Day 4- Early morning watch with Zo.  She’s grumpy with lack of sleep as is Andrew.  The wind is good, then picks up.  We reef the mainsail and the wind dies down again.  We undo the reef and the wind picks up again.  Eventually we have to switch to the motor until around 3 p.m. when we can sail again.  Day is quiet with hardly a boat or a plane around.  Andrew watches a movie by himself, Zohar, Felix and I read.  

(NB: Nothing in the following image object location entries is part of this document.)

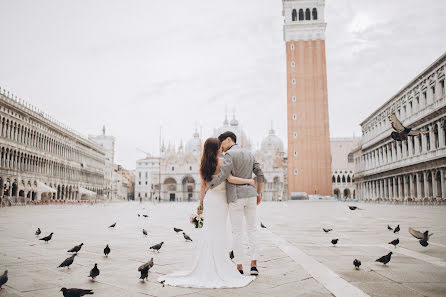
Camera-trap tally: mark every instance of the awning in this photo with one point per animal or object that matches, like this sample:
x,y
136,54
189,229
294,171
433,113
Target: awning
x,y
42,188
83,191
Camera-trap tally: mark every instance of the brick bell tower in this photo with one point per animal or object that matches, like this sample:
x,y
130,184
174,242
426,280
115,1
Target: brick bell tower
x,y
309,156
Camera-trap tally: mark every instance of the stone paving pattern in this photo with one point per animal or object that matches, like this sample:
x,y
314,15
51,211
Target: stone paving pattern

That  night the wind really picks up.  It’s 25 knots out there.  We’re sailing through these big waves.  They’re not huge, but they’re big swells.  I was actually steering and it was kinda fun.  In bad weather it’s not good to use the autopilot because there can be high pressure on the rudder and hence the autopilot motor.  At this point Andrew and Zohar start discussing whether to go into a harbor close by.  We are near Turkey.  We are heading towards the coast and Andrew has us tack so that we can get a better angle on the harbor of Finike.  Zo thinks this is crazy.  Andrew just wants to think about our options some more and discuss them.  They have a big argument.  Zohar’s claiming that she is the skipper of the boat because her name is on the crew list as such.  Andrew says no; the agreed to be co-skippers.  It’s an ugly scene and frankly, it was all over nothing.  We eventually did use the motor as Zohar suggested to go into the harbor.  I wondered if her whole idea to go into a harbor was part of her plan to get off the boat ASAP.  

WE come into Finike, crossing the wide bay by motor.  We were using a 25 year old pilot book that described the place as a town quay where you can tie up.  We’re looking for the lights at the mouth of the harbor amidst the lights strewn along the coast.  The whole place seems a lot bigger than the small dusty town described in the pilot book.  Finally we see the lights.  There are many masts behind the breakwater and we worry that there’s no room.  Finally we get into the marina after the tense, slow crossing of this bay, and the place is huge.  It’s a very nice marina, not a town quay and it’s full of boats, nay, yachts.  Zohar refuses to help us moor.  A dude comes out in a little motorboat to help us in.  He guides us to a spot and gets the mooring line for us.  We all breathe a sigh of relief – it has been a long, tiring ordeal.  We all crash around 2:30 a.m. and sleep deeply.